Joseph Story opposed Jacksonian democracy, saying it was "oppression" of property rights by republican governments when popular majorities began (in the 1830s) to restrict and erode the property rights of the minority of rich men. R. Kent Newmyer presents Mr. Story as a "Statesman of the Old Republic" who tried to be above democratic politics and to shape the law in accordance with the republicanism of Alexander Hamilton and John Marshall and the New England Whigs of the 1820s and 1830s, including Daniel Webster. Historians agree that Justice Joseph Story reshaped American law in a conservative direction that protected property rights.
Mr. Story championed a vision of federal judicial authority that would preside over unified principles of commerce. He denied that federal courts were bound to enforce practices that conflicted with these unified principles.
Views
Quotations:
"Without justice being freely, fully, and impartially administered, neither our persons, nor our rights, nor our property, can be protected. And if these, or either of them, are regulated by no certain laws, and are subject to no certain principles, and are held by no certain tenure, and are redressed, when violated, by no certain remedies, society fails of all its value; and men may as well return to a state of savage and barbarous independence."
"Republics are created by the virtue, public spirit, and intelligence of the citizens. They fall, when the wise are banished from the public councils, because they dare to be honest, and the profligate are rewarded, because they flatter the people, in order to betray them."
"In the next place, the state governments are, by the very theory of the constitution, essential constituent parts of the general government. They can exist without the latter, but the latter cannot exist without them."
"The truth is, that, even with the most secure tenure of office, during good behavior, the danger is not, that the judges will be too firm in resisting public opinion, and in defence of private rights or public liberties; but, that they will be ready to yield themselves to the passions, and politics, and prejudices of the day."
"A feeble execution is but another phrase for a bad execution; and a government ill executed, whatever may be its theory, must, in practice, be a bad government."
"And it is no less true, that personal security and private property rest entirely upon the wisdom, the stability, and the integrity of the courts of justice."
"The constitution of the United States is to receive a reasonable interpretation of its language, and its powers, keeping in view the objects and purposes, for which those powers were conferred.

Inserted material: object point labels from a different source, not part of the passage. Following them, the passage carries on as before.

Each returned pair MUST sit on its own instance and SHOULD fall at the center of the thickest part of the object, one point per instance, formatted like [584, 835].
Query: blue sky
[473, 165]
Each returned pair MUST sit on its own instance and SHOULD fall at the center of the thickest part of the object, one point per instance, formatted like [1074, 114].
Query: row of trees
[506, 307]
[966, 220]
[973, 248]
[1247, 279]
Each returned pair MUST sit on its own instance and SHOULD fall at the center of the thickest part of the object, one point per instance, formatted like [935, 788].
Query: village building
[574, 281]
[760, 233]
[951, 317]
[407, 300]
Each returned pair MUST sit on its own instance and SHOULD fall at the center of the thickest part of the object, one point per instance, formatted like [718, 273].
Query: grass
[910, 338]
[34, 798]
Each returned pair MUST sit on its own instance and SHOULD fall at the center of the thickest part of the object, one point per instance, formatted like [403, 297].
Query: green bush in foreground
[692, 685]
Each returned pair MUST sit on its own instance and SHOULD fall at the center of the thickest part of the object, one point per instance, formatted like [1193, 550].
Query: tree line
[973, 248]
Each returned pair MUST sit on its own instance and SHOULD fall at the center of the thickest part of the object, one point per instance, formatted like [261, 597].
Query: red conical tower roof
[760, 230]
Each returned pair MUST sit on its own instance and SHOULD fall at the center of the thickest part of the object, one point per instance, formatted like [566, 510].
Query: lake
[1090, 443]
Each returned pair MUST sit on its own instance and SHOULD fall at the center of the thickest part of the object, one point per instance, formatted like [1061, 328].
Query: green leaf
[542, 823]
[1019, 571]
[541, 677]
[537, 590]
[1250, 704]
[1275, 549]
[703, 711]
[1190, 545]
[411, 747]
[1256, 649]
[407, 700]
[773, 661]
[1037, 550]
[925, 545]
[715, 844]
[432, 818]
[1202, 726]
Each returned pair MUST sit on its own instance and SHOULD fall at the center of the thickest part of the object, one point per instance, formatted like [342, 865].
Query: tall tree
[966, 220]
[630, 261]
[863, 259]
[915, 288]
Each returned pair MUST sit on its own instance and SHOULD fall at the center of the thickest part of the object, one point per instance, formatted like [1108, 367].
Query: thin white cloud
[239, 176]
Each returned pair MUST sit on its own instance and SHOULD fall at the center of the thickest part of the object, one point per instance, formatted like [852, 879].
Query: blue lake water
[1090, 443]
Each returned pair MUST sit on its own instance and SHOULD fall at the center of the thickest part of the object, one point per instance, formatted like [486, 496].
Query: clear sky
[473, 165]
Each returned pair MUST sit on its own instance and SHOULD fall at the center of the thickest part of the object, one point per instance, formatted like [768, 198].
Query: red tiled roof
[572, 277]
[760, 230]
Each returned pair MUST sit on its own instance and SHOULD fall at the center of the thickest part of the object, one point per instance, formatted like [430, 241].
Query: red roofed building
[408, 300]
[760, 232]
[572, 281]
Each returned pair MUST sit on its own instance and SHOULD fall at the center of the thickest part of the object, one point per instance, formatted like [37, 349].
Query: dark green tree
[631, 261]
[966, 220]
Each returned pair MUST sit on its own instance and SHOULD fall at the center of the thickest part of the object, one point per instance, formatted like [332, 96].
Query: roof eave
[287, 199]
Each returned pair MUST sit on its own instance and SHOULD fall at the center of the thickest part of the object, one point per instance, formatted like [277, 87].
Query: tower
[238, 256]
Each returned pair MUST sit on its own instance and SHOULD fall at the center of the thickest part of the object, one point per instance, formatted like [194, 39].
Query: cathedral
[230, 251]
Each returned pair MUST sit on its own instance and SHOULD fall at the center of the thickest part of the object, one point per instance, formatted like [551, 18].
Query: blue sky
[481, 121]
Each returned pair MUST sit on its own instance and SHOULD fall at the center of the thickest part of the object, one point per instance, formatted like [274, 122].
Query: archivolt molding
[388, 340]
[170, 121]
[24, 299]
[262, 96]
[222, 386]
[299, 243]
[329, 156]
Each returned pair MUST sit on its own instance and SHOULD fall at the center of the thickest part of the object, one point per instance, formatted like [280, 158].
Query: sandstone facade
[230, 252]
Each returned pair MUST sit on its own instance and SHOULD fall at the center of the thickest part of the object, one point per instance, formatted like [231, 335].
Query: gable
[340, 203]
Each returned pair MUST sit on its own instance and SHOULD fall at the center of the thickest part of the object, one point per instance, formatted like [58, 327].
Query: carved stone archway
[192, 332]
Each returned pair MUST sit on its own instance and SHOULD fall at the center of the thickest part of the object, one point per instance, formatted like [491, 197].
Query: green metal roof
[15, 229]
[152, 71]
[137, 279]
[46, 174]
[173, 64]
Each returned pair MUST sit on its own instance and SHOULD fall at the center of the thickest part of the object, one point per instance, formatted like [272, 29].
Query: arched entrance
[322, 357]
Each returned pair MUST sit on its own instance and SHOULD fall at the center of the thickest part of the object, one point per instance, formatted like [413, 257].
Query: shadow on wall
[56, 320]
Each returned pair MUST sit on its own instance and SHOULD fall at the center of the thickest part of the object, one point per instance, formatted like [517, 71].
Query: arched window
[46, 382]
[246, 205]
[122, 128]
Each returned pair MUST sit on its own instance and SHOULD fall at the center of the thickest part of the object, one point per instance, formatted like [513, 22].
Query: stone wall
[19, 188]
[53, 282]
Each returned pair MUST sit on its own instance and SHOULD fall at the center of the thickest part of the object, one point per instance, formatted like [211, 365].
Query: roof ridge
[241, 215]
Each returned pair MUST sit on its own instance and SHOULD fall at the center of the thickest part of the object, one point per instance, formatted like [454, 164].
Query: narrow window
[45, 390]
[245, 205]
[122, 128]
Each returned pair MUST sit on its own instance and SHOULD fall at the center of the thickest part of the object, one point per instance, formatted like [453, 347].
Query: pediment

By a reasonable interpretation, we mean, that in case the words are susceptible of two different senses, the one strict, the other more enlarged, that should be adopted, which is most consonant with the apparent objects and intent of the Constitution."
"One of the ordinary modes, by which tyrants accomplish their purposes without resistance, is, by disarming the people, and making it an offense to keep arms."
"Let the American youth never forget, that they possess a noble inheritance, bought by the toils, and sufferings, and blood of their ancestors; and capacity, if wisely improved, and faithfully guarded, of transmitting to their latest posterity all the substantial blessings of life, the peaceful enjoyment of liberty, property, religion, and independence."
Membership
American Academy of Arts and Sciences
,
United States
1810
He would later serve as that society's vice-president from 1831 to 1845.
American Antiquarian Society
,
United States
1814
Connections
Near the end of 1804, Mr. Story married Mary Lynde Oliver, a woman who shared a love of poetry with her spouse. But seven months later, he endured his young wife’s untimely death and then, the same year, the death of his father. The grieving Joseph Story promptly turned against his own poetic work, purchasing all the copies of The Power of Solitude he could find and destroying them. In August 1808 he had married Sarah Waldo Wetmore. This union also would know its share of sorrow, as five of the seven children born to the couple died before reaching adulthood.